As discussed below, the distance between adjacent diffraction minima (nodal regions) in both single and double slit diffraction patterns is proportional to the wavelength of the light. In these photographs, comparison of the center-to-center separation of diffraction minima in the diffraction patterns for red and green light should be made between adjacent diffraction minima on one side of the center of images for red and green light. You can use the ruler in the background of each slide to do this.

If you compare the single-slit diffraction patterns for red and green light with single-slit diffraction patterns in a ripple tank (see the section "Wave Diffraction by an Opening in a Barrier"), you will notice a striking difference: single-slit diffraction patterns with light have multiple bright diffraction maxima (antinodal regions) and dark diffraction minima (nodal regions), while the single-slit diffraction patterns in the ripple tank movies have only a single antinodal region. This difference is due to the very great difference in the wavelength to slit-width ratio for light waves and water waves.

The distance between dark diffraction minima (nodal regions) in single slit diffraction patterns for light of one color is proportional to λ/a, where λ is the wavelength of the light and a is the slit width; thus the center-to-center separation of diffraction minima increases with increasing wavelength and decreases with increasing slit width.
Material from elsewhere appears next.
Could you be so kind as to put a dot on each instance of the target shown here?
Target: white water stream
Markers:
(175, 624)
The two figures below are representations of single slit diffraction patterns of red and green light. The distance between nodal regions is larger for red light than for green, which tells us that red light has a longer wavelength than green light. This effect can be seen in the photographs of single-slit diffraction patterns for red and green light.

REPRESENTATION OF SINGLE-SLIT DIFFRACTION PATTERNS

Diffraction patterns for two slits are more complex. There is an envelope of light intensity that resembles that of a single-slit diffraction pattern, but within this envelope are much narrower, equally spaced diffraction maxima and minima. These maxima and minima are the result of interference between the diffraction patterns of the two slits.
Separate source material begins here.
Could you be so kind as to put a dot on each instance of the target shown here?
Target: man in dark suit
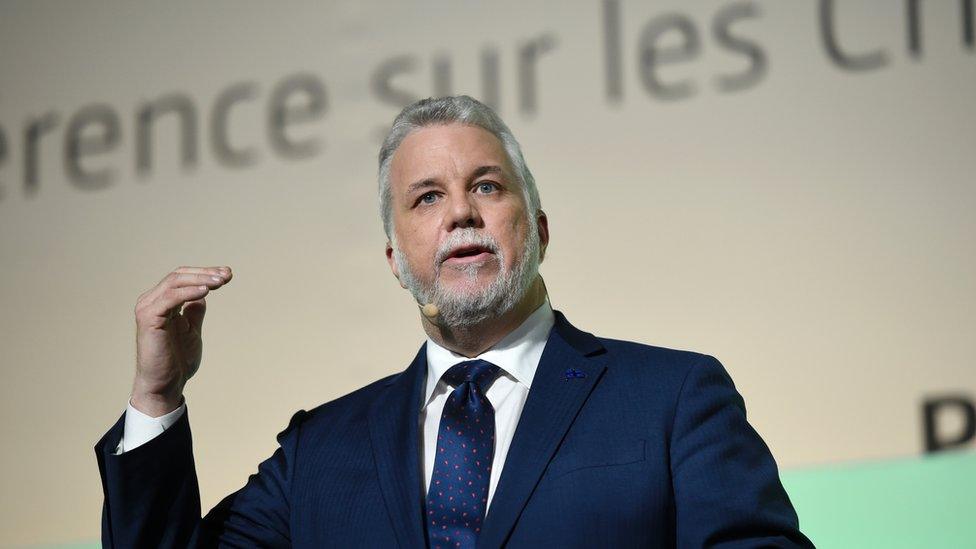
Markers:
(511, 427)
In the same way as with single slit diffraction patterns, the center-to-center separation of the maxima and minima of the envelope of light intensity depends on λ/a, where, λ is the wavelength of the light and a is the slit width.

The center-to-center separation of the narrow maxima and minima within this envelope is proportional to λ/d, where λ is the wavelength of the light and d is the distance between individual slits. Thus the distance between diffraction minima in double-slit diffraction patterns increases with wavelength.

The two figures below represent double-slit diffraction patterns for red and green light. The separation of diffraction minima is larger for red light than for green light, consistent with the greater wavelength of red light.

REPRESENTATION OF DOUBLE-SLIT DIFFRACTION PATTERNS

Diffraction patterns for arrays of multiple slits, called diffraction gratings, resemble those for two slits. Typically, diffraction gratings are composed of a large number of parallel equally spaced slits. The effect of more slits is to make the diffraction maxima brighter (more slits means more light passes through) and narrower. As with a double slit diffraction pattern, the center-to-center separation between diffraction minima in the diffraction pattern of such a grating depends λ/d, where d is the center-to-center slit separation. As the distance between slits decreases, the separation of diffraction maxima and minima increases.

One of the patterns (pattern G) on the diffraction plate used in this section on the diffraction of light is a diffraction grating with ten 0.06 mm wide slits separated by 0.250 mm. The center-to-center separation of diffraction minima for this grating is the same as that for diffraction minima for the double slits with 0.250 mm slit separations.

In later movies, a diffraction grating with 750 slits per millimeter is used - in other words, with a center-to-center slit separation of 1.33 x 10^-3 mm. With this grating, diffraction maxima for a given wavelength of light are very narrow; they are also very widely separated - nearly 200 times farther apart than with the 10 slit grating used here.